Title: Physics-Based Simulation for World Modeling Across Scales and Modalities

 

Date:  Wednesday, April 15, 2026

Time: 1:00 PM - 3:00 PM Eastern Time (US)

Location:   Coda C0908 Home Park

Zoom: https://gatech.zoom.us/j/95930183632

 

Committee  
Dr. Bo Zhu (Advisor) – School of Interactive Computing, Georgia Institute of Technology

Dr. Greg Turk – School of Interactive Computing, Georgia Institute of Technology

Dr.

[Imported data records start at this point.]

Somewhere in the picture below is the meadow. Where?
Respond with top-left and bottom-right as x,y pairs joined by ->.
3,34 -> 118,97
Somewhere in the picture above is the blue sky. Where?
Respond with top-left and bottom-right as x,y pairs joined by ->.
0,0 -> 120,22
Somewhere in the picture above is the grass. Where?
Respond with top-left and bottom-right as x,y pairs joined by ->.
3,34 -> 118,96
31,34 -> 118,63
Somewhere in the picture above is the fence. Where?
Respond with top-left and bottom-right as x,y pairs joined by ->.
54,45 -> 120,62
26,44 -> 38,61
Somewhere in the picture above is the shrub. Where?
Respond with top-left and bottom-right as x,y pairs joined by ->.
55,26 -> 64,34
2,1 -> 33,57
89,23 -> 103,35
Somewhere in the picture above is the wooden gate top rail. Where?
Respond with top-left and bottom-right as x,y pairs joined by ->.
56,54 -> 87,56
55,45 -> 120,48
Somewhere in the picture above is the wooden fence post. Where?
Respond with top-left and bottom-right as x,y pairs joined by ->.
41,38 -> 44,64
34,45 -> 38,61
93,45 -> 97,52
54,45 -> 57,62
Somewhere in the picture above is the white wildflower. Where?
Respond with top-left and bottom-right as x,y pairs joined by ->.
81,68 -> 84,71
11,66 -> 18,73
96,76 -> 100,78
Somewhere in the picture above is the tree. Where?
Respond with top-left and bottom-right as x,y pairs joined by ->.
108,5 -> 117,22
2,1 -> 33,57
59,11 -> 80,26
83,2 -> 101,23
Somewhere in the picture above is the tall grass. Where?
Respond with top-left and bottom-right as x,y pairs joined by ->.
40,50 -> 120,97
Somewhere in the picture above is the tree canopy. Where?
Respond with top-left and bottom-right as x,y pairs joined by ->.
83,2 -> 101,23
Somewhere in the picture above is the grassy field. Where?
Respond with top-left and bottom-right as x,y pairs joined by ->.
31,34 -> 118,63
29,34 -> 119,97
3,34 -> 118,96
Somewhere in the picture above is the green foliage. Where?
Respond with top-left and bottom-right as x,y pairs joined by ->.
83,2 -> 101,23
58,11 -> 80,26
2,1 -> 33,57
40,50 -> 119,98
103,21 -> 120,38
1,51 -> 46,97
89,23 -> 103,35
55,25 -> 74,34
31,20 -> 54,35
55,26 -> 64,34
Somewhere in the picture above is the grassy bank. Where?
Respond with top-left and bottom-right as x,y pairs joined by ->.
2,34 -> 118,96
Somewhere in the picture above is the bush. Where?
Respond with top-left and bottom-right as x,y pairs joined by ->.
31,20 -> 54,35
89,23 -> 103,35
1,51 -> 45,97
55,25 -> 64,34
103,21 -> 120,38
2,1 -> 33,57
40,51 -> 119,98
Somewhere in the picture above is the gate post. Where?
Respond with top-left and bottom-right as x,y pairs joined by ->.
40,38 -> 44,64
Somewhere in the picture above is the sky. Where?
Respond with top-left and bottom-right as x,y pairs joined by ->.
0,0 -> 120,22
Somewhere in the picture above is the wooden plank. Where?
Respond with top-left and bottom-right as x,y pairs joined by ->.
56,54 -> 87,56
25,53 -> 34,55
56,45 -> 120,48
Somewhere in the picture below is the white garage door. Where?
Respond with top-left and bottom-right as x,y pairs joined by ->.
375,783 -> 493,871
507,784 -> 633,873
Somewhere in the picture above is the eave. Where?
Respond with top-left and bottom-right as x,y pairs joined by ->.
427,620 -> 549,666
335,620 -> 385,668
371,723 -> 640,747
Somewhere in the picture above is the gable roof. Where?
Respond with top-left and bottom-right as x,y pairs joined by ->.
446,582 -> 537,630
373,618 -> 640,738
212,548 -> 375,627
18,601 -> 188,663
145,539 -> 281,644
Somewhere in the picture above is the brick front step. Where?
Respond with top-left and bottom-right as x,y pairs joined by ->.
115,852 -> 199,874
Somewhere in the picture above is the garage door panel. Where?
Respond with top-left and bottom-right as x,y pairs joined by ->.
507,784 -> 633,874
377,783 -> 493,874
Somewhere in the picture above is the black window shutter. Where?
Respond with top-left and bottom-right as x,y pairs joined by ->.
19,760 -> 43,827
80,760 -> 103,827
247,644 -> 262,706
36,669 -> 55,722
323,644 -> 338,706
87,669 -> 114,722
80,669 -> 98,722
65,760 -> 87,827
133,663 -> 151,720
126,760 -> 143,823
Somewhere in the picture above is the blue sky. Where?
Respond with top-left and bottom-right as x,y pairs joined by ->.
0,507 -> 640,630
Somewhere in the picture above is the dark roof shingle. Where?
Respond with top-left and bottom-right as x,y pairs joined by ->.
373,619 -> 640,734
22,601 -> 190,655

Yalong Yang – School of Interactive Computing, Georgia Institute of Technology

  

Duowen Chen

Ph.D. Student

School of Interactive Computing 

Georgia Institute of Technology 

 

 

 

 Abstract: Physical simulation plays a central role in computer graphics and scientific computing, but existing methods often remain fragmented across scales, representations, and sensory outputs. This thesis develops a physics-grounded approach to world modeling that connects accurate simulation, expressive representation, and multimodal generation. On the simulation side, I present completed work on dynamic interface tracking, solid–fluid coupling, and compressible flow simulation, using neural implicit representations and flow-map-based transport to improve geometric fidelity, long-horizon advection accuracy, and the modeling of complex physical interactions. Building on this foundation, I propose two new directions that extend physical simulation into richer multimodal world representations. The first develops a memory-augmented framework for wildfire world modeling, where physically meaningful simulations are translated into realistic digital-twin videos and combined with retrieval and vision-language reasoning to support environment understanding and structured reporting. The second develops a framework for spatial sound generation in 3D worlds, integrating layered scene reconstruction, semantically grounded sound synthesis, source localization, and physics-guided acoustic rendering to generate audio consistent with scene geometry and listener motion. Taken together, this thesis advances a broader view of world modeling in which physical simulation is not only a tool for reproducing dynamics, but also a foundation for building coherent visual, geometric, and auditory representations across scales and modalities.